Observed math patterns throughout life
Since I was a kid, I was always super fond of math and numbers. Unlike many other school subjects such as biology or chemistry in which the concepts are usually too hard for a 14 year old to fully understand and deduct, math has a logical approach to it at which I could grasp much better. What is super cool about it is that you can find impressive yet super easy to explain patterns with it. I wanted to raise 2 of my main discoveries, which are obviously not ground breaking but I found them by independent observation and testing and are both super cool concepts:
Power difference property
When a number is powered to another number, it generates a sequence with non-linear gaps between these numbers; for example, if we use xˆ2: 2ˆ2 = 4, 3ˆ2 = 9, 4ˆ2 = 16, 5ˆ2 = 25; from here, we can observe: 9 - 4 = 5; 16 - 9 = 7; 25 - 19 = 9. Notice that the difference grows 2 by 2: 7-5 = 2, 9-7 = 2. This property is true to every single subsequent number of this xˆ2 sequence. What is most impressive about this, is that this rule applies to other powers as well. Let's use xˆ5 for our next example. I've built a table to view such sequence:
This is a simple demonstration of the Method of Finite Differences and a simple starting point to think about derivation; and notice that the final constant that was found is the power factorial: 5! = 120; 2! = 2. This is a simple, pattern recognized property that I noticed at some point in high school and it stuck with me until I learned more about it after raising it to a calculus professor (shoutout to Wagner!).
9 difference property
Pick a natural number; let's say you choose 8231 for this example. If we read it backwards, 1328 and then we subtract them we get 6903; notice that if, we sum up 6+9+0+3, we get 18? Does this property ring a bell to you? It demonstrates that this number is divisible by 9, and this property is true for any number when subtracted to it's backwards pair. Ok, cool; now pick a new number, scramble it, subtract it from itself and notice that it generates the same divisible by 9 property. For the last trick, pick a new number, sum up it's digits and then find a new number which has the same sum; let's use an absurd example: 890312, when all it's digits are summed, it returns 23; now, let's take 111.111.111.111.111.111.111.11 (yes,there are 23 1's here) and let's subtract them and then divide the result by 9: 1.234.567.901.234.567.802.311 is the final result, a no-remainder division. This was also a result I found by simply twitching around numbers in 2024, but it turns out to be a much simpler concept when compared to the first example.
What even is the purpose of all of this? How can I connect this with VC?
I wanted to raise a point that things that are so natural and trivial such as math present patterns which can extrapolate to multiple examples, and noticing them is crutial to simplify the process of understanding concepts and noticing other underlying patterns; notice that the Power difference example has the first property of finite difference, which then has an underlying property related to it which is the factorial result; the 9 difference also has a starting point which then tracks to the equal sum that is divisible by 9 property.
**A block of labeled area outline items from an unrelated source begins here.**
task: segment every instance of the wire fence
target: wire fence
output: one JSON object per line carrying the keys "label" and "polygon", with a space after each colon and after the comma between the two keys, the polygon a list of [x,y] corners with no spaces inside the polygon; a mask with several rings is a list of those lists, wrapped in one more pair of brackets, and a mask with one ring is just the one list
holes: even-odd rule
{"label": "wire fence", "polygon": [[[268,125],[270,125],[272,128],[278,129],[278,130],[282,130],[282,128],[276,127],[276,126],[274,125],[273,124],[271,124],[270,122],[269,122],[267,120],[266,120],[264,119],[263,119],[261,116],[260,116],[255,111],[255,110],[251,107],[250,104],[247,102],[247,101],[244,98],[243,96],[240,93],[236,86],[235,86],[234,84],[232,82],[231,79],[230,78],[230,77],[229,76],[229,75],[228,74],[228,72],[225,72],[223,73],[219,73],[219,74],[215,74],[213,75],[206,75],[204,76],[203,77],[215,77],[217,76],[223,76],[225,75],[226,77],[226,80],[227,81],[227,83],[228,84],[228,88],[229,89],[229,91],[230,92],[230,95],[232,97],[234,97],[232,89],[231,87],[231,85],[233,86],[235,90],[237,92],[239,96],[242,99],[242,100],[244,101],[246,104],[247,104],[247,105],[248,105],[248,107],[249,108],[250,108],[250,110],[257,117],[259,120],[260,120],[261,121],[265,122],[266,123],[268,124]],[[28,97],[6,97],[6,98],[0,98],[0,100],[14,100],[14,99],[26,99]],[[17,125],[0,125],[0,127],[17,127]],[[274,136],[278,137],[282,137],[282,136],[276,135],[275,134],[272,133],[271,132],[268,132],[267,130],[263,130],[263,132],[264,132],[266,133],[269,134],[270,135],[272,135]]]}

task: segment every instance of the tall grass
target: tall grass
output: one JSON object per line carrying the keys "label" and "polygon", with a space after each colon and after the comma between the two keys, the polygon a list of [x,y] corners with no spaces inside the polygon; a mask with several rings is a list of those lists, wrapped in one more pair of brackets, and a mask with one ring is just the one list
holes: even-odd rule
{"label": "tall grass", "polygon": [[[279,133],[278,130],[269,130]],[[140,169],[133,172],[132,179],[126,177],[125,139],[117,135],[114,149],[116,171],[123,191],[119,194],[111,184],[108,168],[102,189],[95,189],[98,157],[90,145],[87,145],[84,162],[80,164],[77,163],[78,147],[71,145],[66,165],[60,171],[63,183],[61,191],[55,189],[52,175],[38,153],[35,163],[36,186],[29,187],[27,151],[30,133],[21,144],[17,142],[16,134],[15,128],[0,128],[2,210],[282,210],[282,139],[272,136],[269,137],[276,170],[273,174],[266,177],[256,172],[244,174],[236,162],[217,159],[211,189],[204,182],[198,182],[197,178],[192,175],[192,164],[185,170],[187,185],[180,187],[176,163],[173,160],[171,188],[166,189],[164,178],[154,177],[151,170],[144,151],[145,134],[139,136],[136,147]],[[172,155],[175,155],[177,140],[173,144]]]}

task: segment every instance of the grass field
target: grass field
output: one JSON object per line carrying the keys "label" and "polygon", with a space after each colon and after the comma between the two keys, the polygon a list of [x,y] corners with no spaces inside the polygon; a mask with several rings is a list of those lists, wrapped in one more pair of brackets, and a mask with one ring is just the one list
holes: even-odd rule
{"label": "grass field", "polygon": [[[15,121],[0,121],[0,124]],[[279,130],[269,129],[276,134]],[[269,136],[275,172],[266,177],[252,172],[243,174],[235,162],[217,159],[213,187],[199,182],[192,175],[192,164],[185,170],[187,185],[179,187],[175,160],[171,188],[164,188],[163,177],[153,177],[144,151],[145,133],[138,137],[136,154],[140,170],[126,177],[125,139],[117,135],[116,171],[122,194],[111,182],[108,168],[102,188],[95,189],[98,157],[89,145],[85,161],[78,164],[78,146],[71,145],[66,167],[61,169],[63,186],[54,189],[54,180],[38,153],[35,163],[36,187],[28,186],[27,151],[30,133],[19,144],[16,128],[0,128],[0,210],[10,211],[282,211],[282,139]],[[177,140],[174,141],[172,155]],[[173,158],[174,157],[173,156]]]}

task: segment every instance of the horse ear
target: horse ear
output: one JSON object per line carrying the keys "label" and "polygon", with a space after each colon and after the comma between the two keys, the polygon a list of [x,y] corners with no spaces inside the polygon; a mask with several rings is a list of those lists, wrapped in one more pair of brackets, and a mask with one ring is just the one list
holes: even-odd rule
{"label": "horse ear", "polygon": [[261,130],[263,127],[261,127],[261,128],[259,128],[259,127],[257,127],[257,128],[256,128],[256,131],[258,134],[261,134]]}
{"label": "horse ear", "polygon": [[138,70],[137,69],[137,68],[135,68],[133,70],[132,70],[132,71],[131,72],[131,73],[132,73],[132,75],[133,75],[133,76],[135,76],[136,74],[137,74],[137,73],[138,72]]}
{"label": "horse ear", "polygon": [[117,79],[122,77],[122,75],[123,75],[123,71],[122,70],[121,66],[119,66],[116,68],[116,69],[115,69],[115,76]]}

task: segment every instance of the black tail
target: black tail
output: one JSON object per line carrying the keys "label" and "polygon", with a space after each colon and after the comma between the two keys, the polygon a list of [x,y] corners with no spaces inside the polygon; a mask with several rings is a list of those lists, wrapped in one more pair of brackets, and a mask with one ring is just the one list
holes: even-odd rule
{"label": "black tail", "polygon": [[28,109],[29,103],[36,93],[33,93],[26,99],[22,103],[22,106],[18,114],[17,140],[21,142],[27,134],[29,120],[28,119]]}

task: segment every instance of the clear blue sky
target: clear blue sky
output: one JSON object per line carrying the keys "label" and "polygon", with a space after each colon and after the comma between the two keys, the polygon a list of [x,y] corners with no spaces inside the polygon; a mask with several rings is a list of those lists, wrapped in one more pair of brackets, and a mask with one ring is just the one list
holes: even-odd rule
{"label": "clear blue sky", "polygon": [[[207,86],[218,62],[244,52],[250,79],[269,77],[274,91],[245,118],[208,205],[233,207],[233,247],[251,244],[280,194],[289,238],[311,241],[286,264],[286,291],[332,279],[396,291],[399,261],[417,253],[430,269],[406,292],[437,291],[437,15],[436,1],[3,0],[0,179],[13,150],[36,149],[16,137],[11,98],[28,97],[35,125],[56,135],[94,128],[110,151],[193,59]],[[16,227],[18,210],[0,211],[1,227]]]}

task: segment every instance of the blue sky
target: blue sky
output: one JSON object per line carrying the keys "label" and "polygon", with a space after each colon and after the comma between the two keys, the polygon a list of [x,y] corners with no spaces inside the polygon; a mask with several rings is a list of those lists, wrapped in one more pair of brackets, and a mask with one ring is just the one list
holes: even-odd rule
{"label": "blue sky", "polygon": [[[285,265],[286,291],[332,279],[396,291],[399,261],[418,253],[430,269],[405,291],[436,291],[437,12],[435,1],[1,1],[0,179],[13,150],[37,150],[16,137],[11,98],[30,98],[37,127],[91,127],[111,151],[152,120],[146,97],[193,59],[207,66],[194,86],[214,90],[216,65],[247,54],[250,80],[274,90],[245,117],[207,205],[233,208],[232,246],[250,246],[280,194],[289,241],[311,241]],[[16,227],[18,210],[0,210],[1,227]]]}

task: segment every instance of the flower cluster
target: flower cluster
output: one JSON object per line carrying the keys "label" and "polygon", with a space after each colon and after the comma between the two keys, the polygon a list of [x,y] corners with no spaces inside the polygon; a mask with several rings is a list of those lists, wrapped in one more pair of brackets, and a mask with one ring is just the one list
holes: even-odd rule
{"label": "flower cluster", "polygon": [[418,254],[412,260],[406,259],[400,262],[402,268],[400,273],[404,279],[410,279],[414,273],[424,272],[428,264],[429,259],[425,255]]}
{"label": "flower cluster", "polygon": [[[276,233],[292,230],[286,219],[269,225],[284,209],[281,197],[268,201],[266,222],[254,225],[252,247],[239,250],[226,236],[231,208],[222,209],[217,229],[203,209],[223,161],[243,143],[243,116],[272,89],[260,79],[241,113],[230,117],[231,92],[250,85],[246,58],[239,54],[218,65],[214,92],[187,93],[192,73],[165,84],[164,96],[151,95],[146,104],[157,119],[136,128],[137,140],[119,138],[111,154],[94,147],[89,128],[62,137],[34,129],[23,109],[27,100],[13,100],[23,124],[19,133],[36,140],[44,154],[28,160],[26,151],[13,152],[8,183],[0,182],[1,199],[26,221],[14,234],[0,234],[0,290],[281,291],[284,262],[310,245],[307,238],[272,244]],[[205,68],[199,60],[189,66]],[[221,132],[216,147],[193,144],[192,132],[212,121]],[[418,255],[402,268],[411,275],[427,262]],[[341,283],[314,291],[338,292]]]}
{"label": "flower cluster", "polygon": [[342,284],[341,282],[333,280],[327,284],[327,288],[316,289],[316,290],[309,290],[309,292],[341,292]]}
This skill of pattern recognition is super useful to prevent mistakes (which, when similar to other mistakes, have a similar taxonomy and shape) but to also assert opportunities, and this is where VC kicks in as, potentially, the only asset class at which past performance of a fund has positive (perhaps, if you want to be optimistic, super positive) correlation to futures hits, given that this is a business much powered by sense and patterns recognized in previous hits.
Why is that?
At the end of the day, VC is, more or less, a game of combinatorial analysis with emotions and probabilities plugged into it, and that is where patterns kick in, specially thinking about tangible variables such as Founders background. Some patterns that are looked out for in founders, primarily are, for example: target schools, target previous companies at which the founders worked at a specific time window, not-first time founders,well-connected founders (introduction through network), backed by a specific set of angel investors founders, already Venture backed funds, especially high goodwill funds, etc. The variables here are basically infinite. We can, from here, analyze a VC fund's portfolio and try to find these patterns, and based on this and create a slightly overfitted equation to check for future founders which can be sourced to them. I'll take an example that is kind of easy to understand: Enter's founder and CEO, Mateus, is a GSB MBA dropout; David, co-founder and CEO of Nubank, is a GSB MBA; Marcos, co-founder of Mercado Libre is a GSB MBA; one apart from the other, there is a 13 year gap. To cohoborate with this, all of them attended Ivy league colleges at some point: Mateus is Master in Law from Harvard; David graduated from Stanford; Marcos graduated from Wharton. Going further, all of them were part of (arguably) challenging work enviroments; Mateus worked in product at a VC backed startup, Quansa; David worked in finance ranging from Goldman Sachs to Sequoia; Marcos worked in JPMorgan.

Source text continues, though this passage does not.